Korruption en Espagne : La pression sur le gouvernement Sánchez
Les accusations de corruption vis-à-vis du parti au pouvoir en Espagne, dirigé par le Premier ministre Pedro Sánchez, suscitent une onde de choc sur la scène politique espanol. Plus particulièrement, les enquêtes visant l’ancien chef du gouvernement, José Luis Rodríguez Zapatero, sont à l’origine d’une crise majeure pour les socialistes.
Des enquêtes en série
À peine les nouvelles d’une perquisition menée par les forces de police ont-elles été annoncées que le président du Parti Populaire (PP) conservateur, Alberto Núñez Feijóo, a convoqué une conférence de presse sensationnelle au Parlement. Il a résumé la situation en déclarant : « Combien de perquisitions encore ? Combien de pots-de-vin ? La situation est désastreuse ! »
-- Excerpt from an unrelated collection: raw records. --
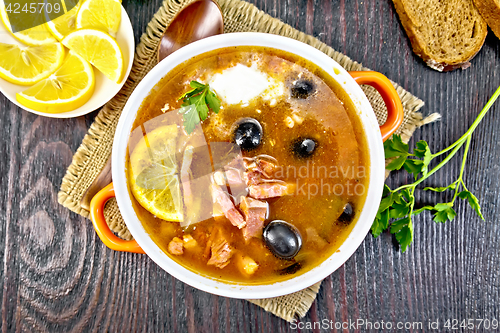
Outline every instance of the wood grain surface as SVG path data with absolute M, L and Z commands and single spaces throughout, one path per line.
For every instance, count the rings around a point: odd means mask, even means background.
M 137 41 L 160 2 L 123 0 Z M 491 32 L 469 69 L 438 73 L 412 53 L 391 0 L 251 2 L 399 82 L 426 102 L 424 113 L 441 113 L 440 122 L 417 130 L 412 139 L 425 139 L 433 151 L 459 138 L 500 85 L 500 41 Z M 57 203 L 66 168 L 96 112 L 75 119 L 38 117 L 1 94 L 0 108 L 3 332 L 295 331 L 244 300 L 213 296 L 175 280 L 145 255 L 107 249 L 89 220 Z M 345 265 L 323 282 L 302 324 L 422 322 L 423 330 L 400 331 L 429 332 L 429 321 L 439 320 L 438 331 L 445 332 L 447 319 L 500 320 L 499 112 L 500 103 L 476 131 L 465 177 L 486 220 L 464 203 L 446 224 L 420 215 L 414 243 L 404 254 L 391 235 L 367 235 Z M 459 167 L 456 157 L 427 184 L 449 184 Z M 389 183 L 410 180 L 401 172 Z M 435 202 L 446 195 L 419 191 L 417 199 Z M 467 331 L 493 330 L 482 326 Z

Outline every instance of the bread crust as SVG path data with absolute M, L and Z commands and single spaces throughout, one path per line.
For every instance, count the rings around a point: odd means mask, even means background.
M 468 68 L 470 66 L 469 61 L 474 58 L 474 56 L 481 50 L 481 47 L 483 46 L 486 39 L 486 34 L 488 32 L 486 22 L 479 15 L 479 13 L 475 19 L 479 24 L 478 32 L 480 33 L 480 35 L 478 36 L 477 43 L 474 45 L 472 50 L 464 52 L 463 57 L 459 59 L 445 59 L 444 61 L 441 61 L 440 59 L 435 59 L 432 57 L 428 46 L 428 43 L 430 41 L 427 40 L 426 36 L 421 34 L 418 30 L 418 25 L 422 23 L 420 23 L 419 19 L 413 16 L 411 10 L 407 8 L 408 1 L 417 0 L 393 0 L 394 7 L 396 8 L 396 12 L 399 15 L 401 24 L 403 25 L 406 34 L 410 38 L 413 52 L 415 52 L 416 55 L 422 58 L 429 67 L 440 72 L 451 71 L 458 68 Z
M 491 31 L 500 38 L 500 0 L 474 0 L 474 4 Z

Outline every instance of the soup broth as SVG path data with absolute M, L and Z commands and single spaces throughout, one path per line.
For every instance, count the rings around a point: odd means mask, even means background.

Les nouvelles allégations, révélant que des membres éminents du Parti Socialiste Ouvrier Espagnol (PSOE) auraient cherché à faire pression sur les enquêteurs en exposant des informations compromettantes, ajoutent à la gravité de la situation.
Le degré d’implication du PSOE
L’affaire, qui dure depuis plus d’un an, concernait initialement une ancienne membre peu connue du parti. Cependant, les enquêtes laissent à penser que la direction du PSOE aurait orchestré des paiements douteux. Le professeur de droit pénal Manuel Cancio Meliá a déclaré que des flux financiers documentés semblent exister, ce qui a conduit le juge d’instruction à sécuriser des preuves au sein du parti.
Meliá a également soulevé une question pressante : si les dirigeants du PSOE prétendaient ne connaître cette personne qu’une fois, que signifierait alors une découverte de 77 rencontres ? Cela remet en question l’image de transparence que le parti cherche à projeter.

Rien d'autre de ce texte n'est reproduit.